A third looked up at the Ruler.

"And the political risk?"

The Ruler's answer was crisp.

"We manage risk the way we always do," he said. "By owning the table. When you own the table, others play by your rules."

Closing

That night, Musharraf stood in his suite and looked out at Dubai's skyline—light built from ambition, not ideology.

He understood the shape of what had just happened.

Riyadh had given him cover.

Dubai had given him leverage.

And both had done it for the same reason:

They saw that this "butcher general" was behaving like a disciplined administrator—moving fast, but respecting lifelines, turning sentiment into systems, and turning systems into profit.

Aditya, inside, felt the timeline tighten again.

If SPL became international, the spoilers would not retreat.

They would escalate.

Because once peace becomes a business model, it stops being a dream.

It becomes a threat—to everyone who profits from war.

Author's Note — Jebel Ali, Ports, and Power

Jebel Ali is not "just a port." It is a logistics ecosystem—shipping, free zones, warehousing, customs throughput, and finance—built to make Dubai a default gateway for trade across the region. In South Asian strategic circles, there's a long-running, controversial view that Karachi and Mumbai never fully realized their natural potential as global logistics super-hubs partly because Jebel Ali absorbed the region's high-value routing—especially for transshipment and time-sensitive trade.
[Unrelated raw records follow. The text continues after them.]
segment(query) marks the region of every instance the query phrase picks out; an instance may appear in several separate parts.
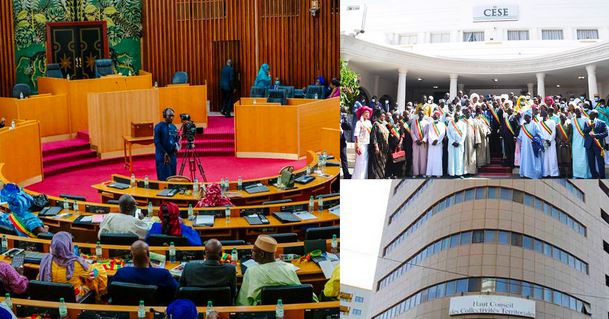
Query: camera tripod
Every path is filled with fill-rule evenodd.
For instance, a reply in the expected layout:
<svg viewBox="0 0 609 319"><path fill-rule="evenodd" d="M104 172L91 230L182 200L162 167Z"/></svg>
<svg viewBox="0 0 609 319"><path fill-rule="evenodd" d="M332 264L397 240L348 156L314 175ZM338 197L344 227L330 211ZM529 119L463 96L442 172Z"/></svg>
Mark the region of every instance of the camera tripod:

In the novel's worldview, this becomes a geopolitical suspicion: that major external powers find it easier to manage trade and influence through a smaller, highly centralized Gulf hub than through the messy, politically noisy, high-population environments of India and Pakistan. A concentrated system is simpler to pressure, negotiate with, and "sell" narratives into—while a large democracy or a complex security state generates friction, media noise, and unpredictable public blowback.

This is not presented as a settled fact—more as a strategic belief that characters in the story act upon. Musharraf's promise to "not touch Jebel Ali" is therefore not merely economic courtesy. It is a signal: I understand your lifeline, and I'm not here to threaten it. In Dubai's language, that kind of restraint is often the first proof that someone is smart enough to be taken seriously.